After months of study sessions and planning, the Huntington Beach City Council took two major steps Monday toward making a long-awaited senior center a reality.

Council members voted unanimously to authorize taking out a $16.4 million bond to help pay for the new facility.

The council also voted 6 to 1 instructing the Public Works Department to seek construction bids for the project.

"This is a very significant vote and a long time coming," Councilman Dave Sullivan said before deciding on the bond.

Huntington Beach's existing Rodgers Seniors' Center is likely the worst senior facility in Orange County, Sullivan said.

Many residents have complained about deteriorating ceilings, non-functioning air conditioning and broken lavatories at the building. In contrast, Sullivan said the facility's programs, especially its transportation services, are among the best in the county.
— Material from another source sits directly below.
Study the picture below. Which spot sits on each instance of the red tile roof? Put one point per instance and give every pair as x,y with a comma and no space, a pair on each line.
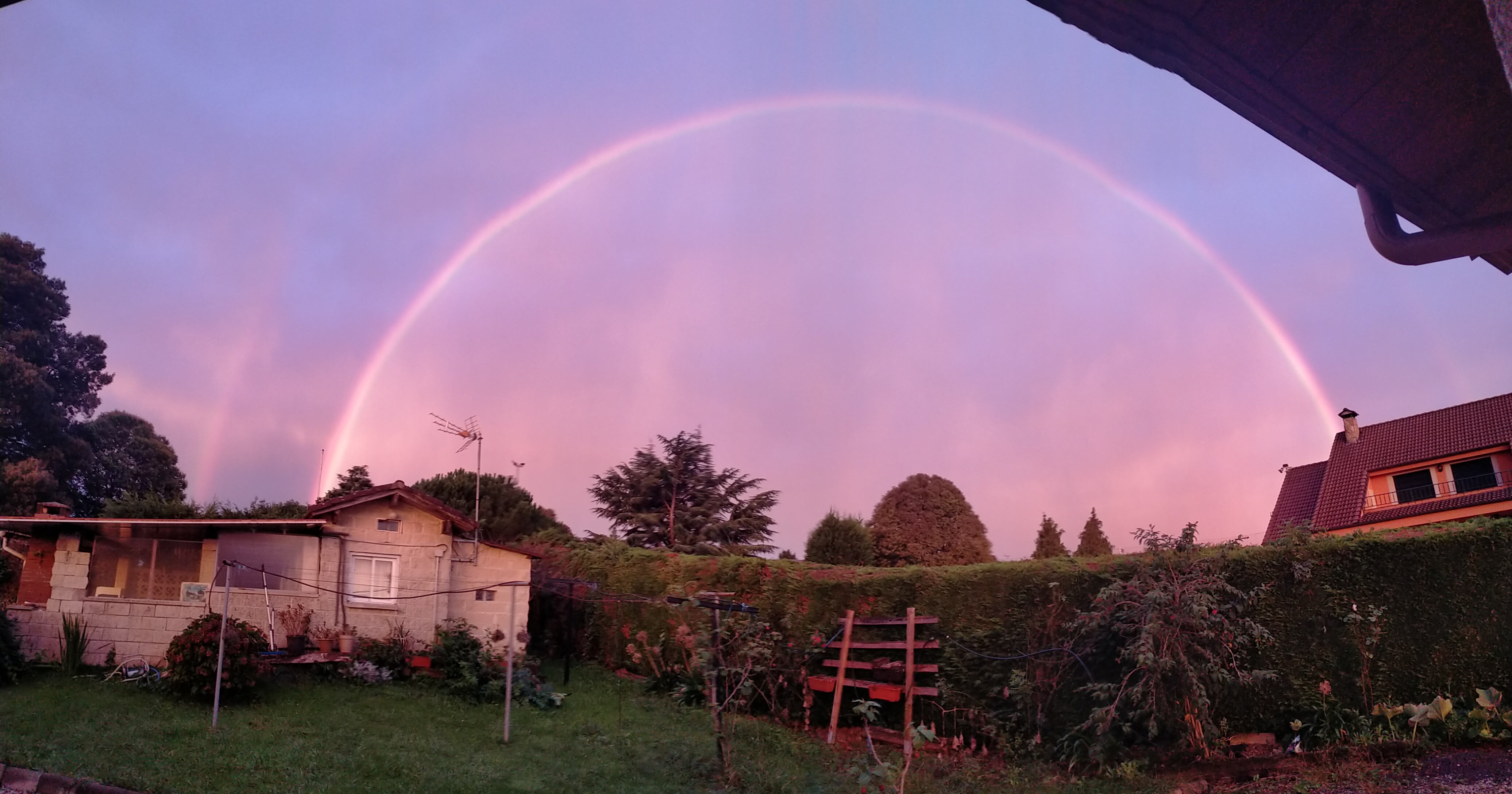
1340,497
1298,498
394,489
"This is just a wonderful day where our facilities are going to equal what we provide our citizens," he said.

The new senior center is expected to cost about $21.5 million. Officials plan to break ground in the west side of Central Park by the end of this year.
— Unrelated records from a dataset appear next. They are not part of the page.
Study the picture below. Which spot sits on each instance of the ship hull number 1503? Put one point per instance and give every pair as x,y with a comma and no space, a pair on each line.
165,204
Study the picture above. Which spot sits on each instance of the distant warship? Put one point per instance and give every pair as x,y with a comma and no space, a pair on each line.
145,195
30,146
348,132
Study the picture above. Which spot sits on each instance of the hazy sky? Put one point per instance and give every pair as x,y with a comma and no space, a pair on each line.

Most of the funding will come from the $16.4 million bond. The city also plans to use about $4.5 million from the general fund and the infrastructure fund to make up the difference.

Officials expect to collect another $2 million from fundraising and donations.

Finance Director Lori Ann Farrell said debt service on the 20-year bond will cost about $1,156,600 annually to cover an interest rate of about 3.5% to 4.5%.

The first year of debt service will be budgeted into the 2014-2015 proposed budget, Farrell said.

Huntington Beach seniors have long called for a new facility in the city, but two issues had stood in the way: funding and a lawsuit.

With money identified, the only risk officials had was whether longstanding litigation would impede the project.

The Parks Legal Defense Fund, a citizens' group dedicated to protecting open space, sued the city in 2008 arguing that an environmental impact report for the project was insufficient and that park fees collected from a previous development could not be used for the senior center.

Council members' fears were slightly eased in July when California's 4th District Court of Appeals ruled in favor of the city. A judge determined that Huntington Beach fulfilled a court order to prepare a second environmental impact report.

Another lawsuit regarding the subsequent environmental impact report is still pending, but City Atty. Jennifer McGrath said she believes the court will rule in favor of the city again by October.

Councilwoman Connie Boardman said she is also confident about results of the second lawsuit, but she asked Farrell and her team what would happen if the lawsuit did impact the project.

Officials told council members that it could use funds from the project to pay down the bond or it could use the money for another project.